Дом теперь там, где живут вернувшиеся с выставок Водолазы и хранящий мамино тепло Вязаник и где на лоджии затаилась, выжидая момент, чтобы вырваться к себе домой, на небо, Луна, мечтающая залить тревогу и темноту смутного будущего своим волшебным светом.
«Голубое свечение становилось ярче, сильнее, пока не хлынуло, как цунами, сокрушая дамбы, и не затопило Море Спокойствия, заливая синевой каменистую лунную поверхность.
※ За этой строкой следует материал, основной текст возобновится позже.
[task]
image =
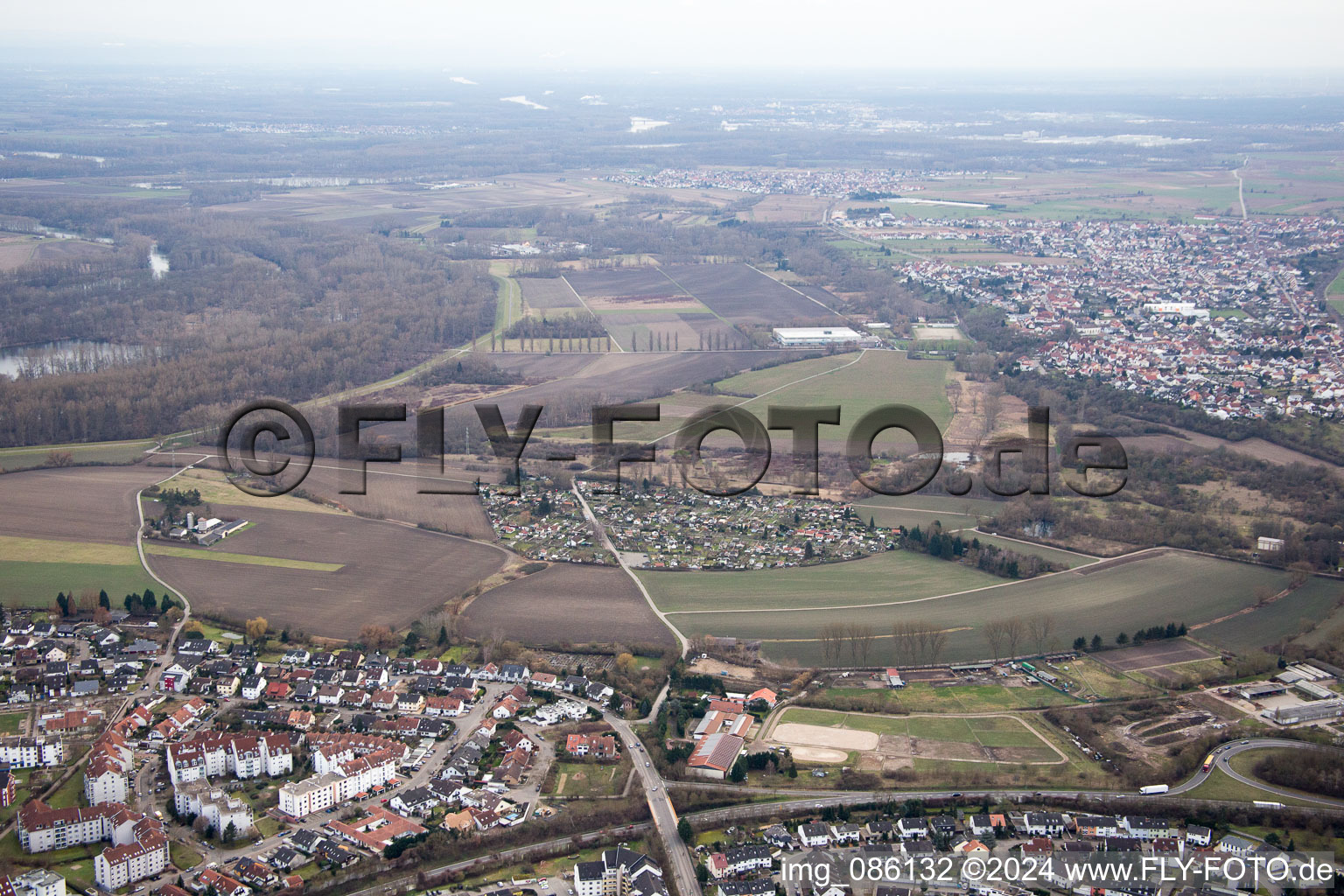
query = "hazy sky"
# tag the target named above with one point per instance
(1133, 35)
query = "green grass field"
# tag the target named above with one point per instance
(1296, 612)
(50, 551)
(894, 575)
(35, 584)
(248, 559)
(1118, 598)
(25, 458)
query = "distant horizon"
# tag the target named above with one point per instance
(1175, 82)
(1238, 38)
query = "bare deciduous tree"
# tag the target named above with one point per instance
(1040, 626)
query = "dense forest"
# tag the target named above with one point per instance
(288, 309)
(1300, 770)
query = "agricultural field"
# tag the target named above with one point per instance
(246, 559)
(664, 527)
(75, 504)
(894, 577)
(1105, 598)
(975, 695)
(1095, 680)
(858, 382)
(34, 570)
(546, 294)
(215, 489)
(393, 494)
(990, 748)
(18, 250)
(745, 296)
(1155, 654)
(967, 738)
(428, 570)
(567, 605)
(115, 453)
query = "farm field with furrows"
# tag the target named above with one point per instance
(686, 528)
(857, 382)
(547, 294)
(894, 575)
(428, 571)
(1101, 599)
(742, 294)
(567, 604)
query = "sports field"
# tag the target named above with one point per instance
(1101, 599)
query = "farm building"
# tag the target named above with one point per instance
(714, 755)
(1254, 692)
(796, 336)
(1308, 712)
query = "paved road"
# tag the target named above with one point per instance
(660, 806)
(606, 543)
(1225, 752)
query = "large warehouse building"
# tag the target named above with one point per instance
(796, 336)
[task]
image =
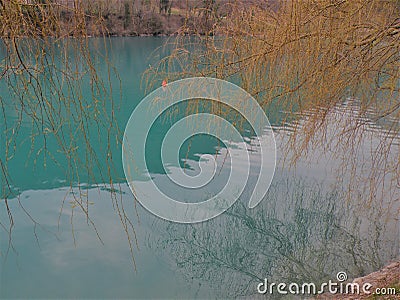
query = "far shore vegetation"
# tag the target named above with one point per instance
(304, 55)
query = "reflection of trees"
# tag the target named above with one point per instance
(306, 235)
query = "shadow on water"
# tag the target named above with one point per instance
(302, 233)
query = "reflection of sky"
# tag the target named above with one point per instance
(56, 268)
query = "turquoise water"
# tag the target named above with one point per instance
(307, 229)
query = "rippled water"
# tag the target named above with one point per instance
(309, 227)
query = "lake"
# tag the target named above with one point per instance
(311, 225)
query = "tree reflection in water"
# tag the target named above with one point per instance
(302, 233)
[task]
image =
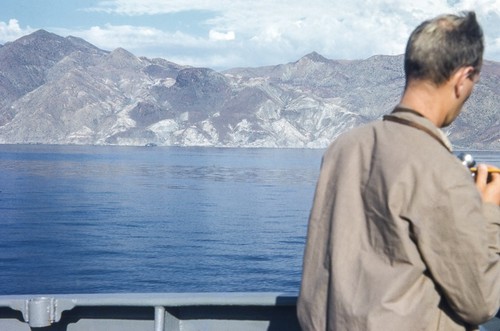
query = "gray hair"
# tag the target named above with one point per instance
(440, 46)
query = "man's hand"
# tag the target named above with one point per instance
(488, 184)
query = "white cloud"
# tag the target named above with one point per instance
(12, 30)
(263, 32)
(280, 31)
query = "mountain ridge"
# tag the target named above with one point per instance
(64, 90)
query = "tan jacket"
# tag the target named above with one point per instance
(398, 237)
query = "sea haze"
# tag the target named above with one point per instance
(127, 219)
(95, 219)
А из-за горизонта выкатилась огромная планета и стала подниматься над Луной, как исполинское голубое солнце. …Солнечный ветер овевал нашу Землю, вспыхивали огни святого Эльма, сквозь разрывы облаков просвечивали лазоревые моря и отчетливо слышались разговоры полузаснувших рыб — такая живая, пульсирующая, наполненная мириадами существ, иллюзорных форм божественного жизнь.»
Тоненький лунный лучик надежды высветит Жену Художника — писателя Марину Москвину (это была цитата из ее «Романа с Луной»). Марина, как обычно, распутывает и вяжет очередной сюжет, героями которого снова будут она сама, ее муж Лёня и сын Серёга (иногда их зовут Кеша и Фима или Крокодил и Птенец, но это неважно) — вместе со всеми Лёниными Водолазами, Даблоидами и Стомаками, с Вязаником и Луной, пуговицами и махориками, воспоминаниями и фантазиями, но теперь еще и с Новой Книгой. И, зная автора, нельзя полностью исключить, что в этом будущем сюжете ее героиня Марина с усмешкой, надежно скрывающей нежность, скажет: «Взгляни уж, наконец, на дом твой, ангел…» Но это уже другая история и другая книга, для которой художник Леонид Тишков обязательно сделает новые рисунки. Ведь возвращаться домой — означает оставаться верным себе.